Wednesday, November 28, 2012

A Moment of Honesty For Being Totally M.i.A.

I have been completely M.i.A. for almost a month and I feel really bad about it. I've let a lot of things slip a little this month. I'm still working on settling into the new job and I think I'm doing a good job but I'm not really sure. I've gotten SF Amy done weekly for the most part but the honest truth I haven't really been reading.

I don't like it.

November is also NaNoWriMo. This year I tried something a bit different and wrote a realistic fiction piece that's directed at an older audience (pretty much only be default since my protagonist is 24). It's based on my experiences working in a chocolate store. I did my 50,000 words and stopped. It was a chore to do everyday. I struggled to come up with words. This year was nothing like the delight that I took in writing my project last year. There's still time left in the month and I have no desire to continue working on it. Absolutely none.
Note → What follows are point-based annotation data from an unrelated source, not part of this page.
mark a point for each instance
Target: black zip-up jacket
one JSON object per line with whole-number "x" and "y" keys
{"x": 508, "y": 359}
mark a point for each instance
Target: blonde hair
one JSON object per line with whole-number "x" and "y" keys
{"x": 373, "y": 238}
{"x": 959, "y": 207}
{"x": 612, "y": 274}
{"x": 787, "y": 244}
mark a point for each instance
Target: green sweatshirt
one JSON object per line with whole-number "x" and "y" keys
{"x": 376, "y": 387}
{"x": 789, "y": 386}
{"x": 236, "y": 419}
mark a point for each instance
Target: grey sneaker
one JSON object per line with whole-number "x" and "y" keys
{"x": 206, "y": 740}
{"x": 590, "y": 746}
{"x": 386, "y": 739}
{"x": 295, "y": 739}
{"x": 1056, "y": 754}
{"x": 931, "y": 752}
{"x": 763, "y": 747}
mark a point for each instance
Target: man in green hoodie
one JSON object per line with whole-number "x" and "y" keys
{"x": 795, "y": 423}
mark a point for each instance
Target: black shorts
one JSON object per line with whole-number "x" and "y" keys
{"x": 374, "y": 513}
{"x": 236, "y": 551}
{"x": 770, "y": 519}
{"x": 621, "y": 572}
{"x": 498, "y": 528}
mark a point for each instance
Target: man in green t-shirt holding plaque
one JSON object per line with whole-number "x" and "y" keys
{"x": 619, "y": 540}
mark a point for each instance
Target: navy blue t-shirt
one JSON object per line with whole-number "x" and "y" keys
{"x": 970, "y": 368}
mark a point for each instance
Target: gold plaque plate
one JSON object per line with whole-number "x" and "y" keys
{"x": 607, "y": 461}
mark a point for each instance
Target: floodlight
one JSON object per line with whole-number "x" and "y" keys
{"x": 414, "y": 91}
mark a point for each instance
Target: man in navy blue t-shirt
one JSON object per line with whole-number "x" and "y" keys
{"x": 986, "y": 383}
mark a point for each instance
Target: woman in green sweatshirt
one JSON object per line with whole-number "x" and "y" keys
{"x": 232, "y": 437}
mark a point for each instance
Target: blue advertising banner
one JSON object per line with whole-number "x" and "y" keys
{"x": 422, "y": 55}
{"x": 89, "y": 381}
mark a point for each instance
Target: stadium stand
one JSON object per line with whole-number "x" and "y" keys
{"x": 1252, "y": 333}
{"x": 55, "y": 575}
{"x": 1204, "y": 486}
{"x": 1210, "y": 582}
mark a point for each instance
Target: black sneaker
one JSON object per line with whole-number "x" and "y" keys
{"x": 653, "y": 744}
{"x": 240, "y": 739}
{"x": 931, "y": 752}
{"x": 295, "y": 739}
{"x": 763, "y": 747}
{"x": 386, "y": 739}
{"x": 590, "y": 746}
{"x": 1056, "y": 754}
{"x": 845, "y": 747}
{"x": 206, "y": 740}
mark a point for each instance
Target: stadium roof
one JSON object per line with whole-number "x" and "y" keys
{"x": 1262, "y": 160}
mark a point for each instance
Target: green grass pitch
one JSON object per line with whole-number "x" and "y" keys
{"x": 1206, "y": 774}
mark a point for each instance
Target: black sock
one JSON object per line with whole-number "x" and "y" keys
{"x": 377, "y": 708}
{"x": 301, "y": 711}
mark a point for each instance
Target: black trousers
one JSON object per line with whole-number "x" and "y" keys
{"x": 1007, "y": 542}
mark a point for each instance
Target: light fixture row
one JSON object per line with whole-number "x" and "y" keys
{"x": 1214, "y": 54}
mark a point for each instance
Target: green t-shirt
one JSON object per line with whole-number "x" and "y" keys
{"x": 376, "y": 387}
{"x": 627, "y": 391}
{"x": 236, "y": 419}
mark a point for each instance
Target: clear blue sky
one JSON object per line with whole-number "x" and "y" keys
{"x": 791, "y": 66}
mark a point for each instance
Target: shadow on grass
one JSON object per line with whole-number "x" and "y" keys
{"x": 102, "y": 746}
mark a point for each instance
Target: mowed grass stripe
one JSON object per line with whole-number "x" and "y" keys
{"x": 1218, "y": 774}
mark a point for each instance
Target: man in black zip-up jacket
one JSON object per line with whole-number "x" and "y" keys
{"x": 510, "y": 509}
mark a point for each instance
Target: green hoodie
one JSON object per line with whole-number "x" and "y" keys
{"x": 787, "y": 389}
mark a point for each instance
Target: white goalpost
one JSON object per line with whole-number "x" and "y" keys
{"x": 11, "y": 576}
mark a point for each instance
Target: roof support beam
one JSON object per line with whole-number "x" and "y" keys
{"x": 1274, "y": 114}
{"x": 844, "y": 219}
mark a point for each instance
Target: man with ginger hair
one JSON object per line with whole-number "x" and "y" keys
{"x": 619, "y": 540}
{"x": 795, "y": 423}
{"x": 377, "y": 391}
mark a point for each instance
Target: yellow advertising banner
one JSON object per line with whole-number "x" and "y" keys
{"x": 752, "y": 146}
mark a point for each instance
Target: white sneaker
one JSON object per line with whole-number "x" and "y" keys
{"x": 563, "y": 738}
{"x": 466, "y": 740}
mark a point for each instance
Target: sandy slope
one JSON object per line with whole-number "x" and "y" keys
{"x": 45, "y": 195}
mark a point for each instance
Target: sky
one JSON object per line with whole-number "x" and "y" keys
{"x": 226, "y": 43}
The idea behind the project still has potential, I think, but I don't think the time for it is now.

But my struggle with this project paired with the new job and my first Thanksgiving away from my family, and roommate issues has just left me worn out. I got up, went to work, wrote some words, and often fell asleep at my computer or on my bed surrounded by unfolded laundry and notebooks, and computer, and anything else I may have just arbitrarily tossed there. It's been rough.

I can't promise that I will be any better in the upcoming days. It doesn't look like I'll be able to go home for Christmas and I'm really not okay with that. I'll still be working both jobs and writing (just not that horrible project) but hopefully I'll be able to sort myself out a little bit better.

That being said, I'll leave you here to write the post for the newest book I've read. So it should be up something that borders on soon.